Program Helps Injured Employees Return to Work
By Kim Sears
Special to American Forces Press Service
WASHINGTON, Dec. 20, 2007 A new Defense Department program is helping civilian employees injured in job-related accidents and illnesses return to work.
The Pipeline Program, established by the Defense Safety Oversight Council and managed by the department's Civilian Personnel Management Service, has allowed more than 400 injured employees to return to work at more than 60 installations.
The Pipeline Program addresses two issues that had hindered re-employment efforts: the ability to create additional positions for recovering workers and the funding to pay for them. DoD components now can use the program to create additional positions for recovering workers, even if they exceed the number of employees a component is permitted to hire. Components are granted the position and the salary and benefits to cover that position for up to one year with the obligation they will integrate the employee into their regular work force within that time.
Susan Atwood, Pipeline re-employment program manager for the Civilian Personnel Management Service, said the arrangement helps mitigate the impact large numbers of recovering workers have on an agency's budget by eliminating associated training costs for new employees.
"Injured employees returned to productive duties help reduce training, overtime and replacement expenses, while also making valuable contributions to the overall DoD mission," Atwood said. "Pipeline gets to the heart of resource allocation and funding by removing these historical barriers, and even more importantly, puts recovering employees back to productive duty as soon as they are medically able."
Harriet Cronin, DoD liaison for injury compensation for the New York and Boston region, said Pipeline has become integral to a recovering employee's emotional and psychological well-being.
"Once an injured employee is brought back to work and is involved in something outside the home, their ailments become less pronounced, and their self-esteem increases," Cronin said. "The Pipeline Program has been a tremendous success in contributing to a recovering employee's productivity and self-worth."
The program also supports the President's Safety, Health, and Return-to-Employment initiative, known as SHARE, by assisting each DoD installation in reducing lost days resulting from injuries. SHARE is a safe workplace initiative that aims to reduce workplace injury and illness rates and encourage timely reporting of injury and illness cases.

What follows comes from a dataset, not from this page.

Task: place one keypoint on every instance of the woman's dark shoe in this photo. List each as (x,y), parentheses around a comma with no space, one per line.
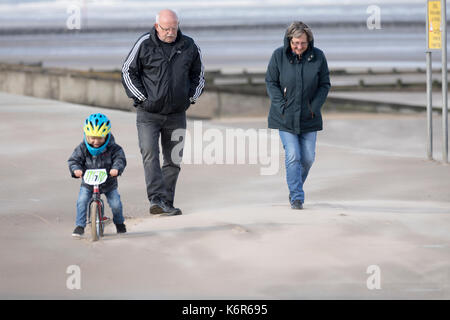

"The Pipeline Program has been tremendously successful in helping supervisors, commanders, and program managers remove the budget and manpower restrictions they once had, and which contribute to longer periods of disability for injured workers," said Patt Scanlon, chief of the Injury and Unemployment Compensation Division at the Civilian Personnel Management Service. "In addition to keeping re-employment costs low for installations, the program helps maintain self-esteem, self-worth and identity. Pipeline strives to enable recovering employees to take charge of their lives and careers and to once again become independent productive citizens.”
Since the program's implementation, overall government injury-compensation costs have increased by about 9 percent, while such costs within the Defense Department have increased by less than 1 percent.
Eligibility for Pipeline funding is open to any DoD component and civilian employee with an accepted workers' compensation claim, officials said.
(Kim Sears works for the New Media branch of American Forces Information Service.)